Disk drive platters ("disks") are loaded onto a vertical plate ("pallet") with cavities to house the disks and transport them into the sputtering machine. The disks are held in place inside the cavities by small grooves. The task is complicated by the fact that the pallet warps as it goes through hot and cool cycles of the sputtering process.  IBM required that the system be agile, - a program that could be rapidly reconfigure itself for different disk sizes (95, 65, 48, 34 mm) and pallet geometries.

ACG solution

A laser range sensor was used to "map" the pallet at the locations in between the holes. The gains of the servo controlling the robot joints was modified to make the robot "stiff" while readings were taken. The optimal loading locations of each set of three disks was then computed. The range sensor readings were fed directly to the robot servo motion controller for real time, on-the-fly sensor guided control. The software control layer has been written to work on both Ulvac and Leybold sputter machines. 

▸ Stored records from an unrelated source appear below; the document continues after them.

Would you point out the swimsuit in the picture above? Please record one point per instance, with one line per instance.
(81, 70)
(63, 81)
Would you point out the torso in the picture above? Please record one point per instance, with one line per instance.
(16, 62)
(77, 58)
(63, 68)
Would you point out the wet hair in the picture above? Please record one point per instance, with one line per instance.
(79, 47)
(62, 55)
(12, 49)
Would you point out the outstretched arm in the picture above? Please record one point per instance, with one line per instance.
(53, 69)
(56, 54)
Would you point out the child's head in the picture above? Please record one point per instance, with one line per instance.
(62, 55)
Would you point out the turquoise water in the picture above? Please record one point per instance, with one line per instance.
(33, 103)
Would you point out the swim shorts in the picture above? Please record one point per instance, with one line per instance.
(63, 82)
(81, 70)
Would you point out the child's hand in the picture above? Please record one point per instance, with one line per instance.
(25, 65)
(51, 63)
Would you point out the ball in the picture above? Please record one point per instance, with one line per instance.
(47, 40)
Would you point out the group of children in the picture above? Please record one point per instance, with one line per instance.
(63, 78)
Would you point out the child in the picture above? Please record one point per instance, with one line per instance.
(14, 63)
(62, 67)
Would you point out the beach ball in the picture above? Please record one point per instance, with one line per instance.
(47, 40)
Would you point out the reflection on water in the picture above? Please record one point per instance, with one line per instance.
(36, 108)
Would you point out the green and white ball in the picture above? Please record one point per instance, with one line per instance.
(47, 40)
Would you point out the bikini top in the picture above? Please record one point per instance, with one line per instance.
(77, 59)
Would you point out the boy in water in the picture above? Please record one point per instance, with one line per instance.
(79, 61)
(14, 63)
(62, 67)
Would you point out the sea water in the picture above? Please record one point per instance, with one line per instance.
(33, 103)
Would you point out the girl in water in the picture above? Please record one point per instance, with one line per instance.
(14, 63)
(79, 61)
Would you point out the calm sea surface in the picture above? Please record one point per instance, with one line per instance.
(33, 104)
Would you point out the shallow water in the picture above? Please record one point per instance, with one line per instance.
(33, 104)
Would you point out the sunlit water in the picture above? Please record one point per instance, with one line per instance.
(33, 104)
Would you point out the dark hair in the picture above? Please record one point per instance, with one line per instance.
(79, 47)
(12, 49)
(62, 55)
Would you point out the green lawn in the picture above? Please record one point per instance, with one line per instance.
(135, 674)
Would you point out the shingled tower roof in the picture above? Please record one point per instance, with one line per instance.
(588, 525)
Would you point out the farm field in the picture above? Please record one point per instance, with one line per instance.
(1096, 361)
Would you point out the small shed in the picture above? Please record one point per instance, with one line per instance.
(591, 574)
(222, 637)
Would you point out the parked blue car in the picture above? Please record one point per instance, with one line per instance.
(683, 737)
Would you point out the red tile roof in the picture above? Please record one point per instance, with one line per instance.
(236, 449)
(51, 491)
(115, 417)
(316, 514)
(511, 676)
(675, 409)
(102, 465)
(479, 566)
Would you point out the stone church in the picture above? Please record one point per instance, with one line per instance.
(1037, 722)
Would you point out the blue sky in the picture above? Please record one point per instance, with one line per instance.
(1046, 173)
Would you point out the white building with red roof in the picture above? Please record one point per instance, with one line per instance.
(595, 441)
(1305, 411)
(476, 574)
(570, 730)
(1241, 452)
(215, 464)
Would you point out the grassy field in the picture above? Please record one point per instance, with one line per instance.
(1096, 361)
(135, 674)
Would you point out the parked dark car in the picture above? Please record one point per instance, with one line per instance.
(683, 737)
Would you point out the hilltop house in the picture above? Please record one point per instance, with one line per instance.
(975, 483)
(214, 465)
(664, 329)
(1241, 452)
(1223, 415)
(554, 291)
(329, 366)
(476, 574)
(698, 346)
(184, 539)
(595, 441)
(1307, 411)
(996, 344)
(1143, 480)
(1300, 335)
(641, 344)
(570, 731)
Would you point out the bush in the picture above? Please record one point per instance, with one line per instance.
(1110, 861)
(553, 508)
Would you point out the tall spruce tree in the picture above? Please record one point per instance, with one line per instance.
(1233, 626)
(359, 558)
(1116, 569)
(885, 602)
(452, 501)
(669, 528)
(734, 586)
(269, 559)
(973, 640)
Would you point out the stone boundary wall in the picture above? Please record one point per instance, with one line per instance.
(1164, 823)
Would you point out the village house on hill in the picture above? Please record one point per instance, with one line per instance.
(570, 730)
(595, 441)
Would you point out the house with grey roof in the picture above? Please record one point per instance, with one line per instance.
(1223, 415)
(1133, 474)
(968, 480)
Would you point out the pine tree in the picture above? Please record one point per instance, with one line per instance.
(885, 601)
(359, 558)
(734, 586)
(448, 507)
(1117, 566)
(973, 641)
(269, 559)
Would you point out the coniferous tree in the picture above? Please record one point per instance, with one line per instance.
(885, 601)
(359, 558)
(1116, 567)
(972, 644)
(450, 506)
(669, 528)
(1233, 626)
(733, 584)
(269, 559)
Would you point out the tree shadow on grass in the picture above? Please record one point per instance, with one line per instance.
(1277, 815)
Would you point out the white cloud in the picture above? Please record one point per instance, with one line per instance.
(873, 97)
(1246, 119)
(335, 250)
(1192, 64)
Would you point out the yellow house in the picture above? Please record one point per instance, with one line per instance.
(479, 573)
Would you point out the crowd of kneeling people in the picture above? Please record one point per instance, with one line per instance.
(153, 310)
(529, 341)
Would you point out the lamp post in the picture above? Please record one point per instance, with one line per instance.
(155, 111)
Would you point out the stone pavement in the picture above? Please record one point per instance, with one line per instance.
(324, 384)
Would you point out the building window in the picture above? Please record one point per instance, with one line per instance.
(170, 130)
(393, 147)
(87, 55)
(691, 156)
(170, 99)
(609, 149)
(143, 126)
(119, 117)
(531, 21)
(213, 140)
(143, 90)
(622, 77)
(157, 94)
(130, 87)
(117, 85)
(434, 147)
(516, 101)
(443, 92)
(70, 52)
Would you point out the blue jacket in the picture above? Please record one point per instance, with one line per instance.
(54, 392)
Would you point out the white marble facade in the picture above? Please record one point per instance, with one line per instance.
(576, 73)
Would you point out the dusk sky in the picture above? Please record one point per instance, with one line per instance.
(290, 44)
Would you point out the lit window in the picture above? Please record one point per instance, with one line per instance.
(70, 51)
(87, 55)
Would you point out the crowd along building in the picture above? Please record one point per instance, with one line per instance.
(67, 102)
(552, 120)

Automatic code generation. Modifying the code written for 65 mm disks to work for 95 mm disks was accomplished in 1 hour despite significant differences in the sequencing and the geometry of the pallet and grippers. This rapid turn around was achieved by developing an automated robot motion planner which generated a "motion highway map". We thus eliminated the arduous task of specifying specific motions. Instead we supplied the motion manager with a map of the highways and a set of algorithms to compute, depending on the current robot location, the best route. If the cell is reconfigured, some highways become "closed" and the system re-computes the new route. The algorithms was first simulated and then converted to robot program code. 
This approach was adopted to run on both the Ulvac and Leybold Sputter machines in IBM plants in the US and Germany. 


Agile systems require the ability to write the program that generates working code for specific configurations. Our approach to developing agile system code enabled IBM to complete software development for the Ulvac system is 90 days.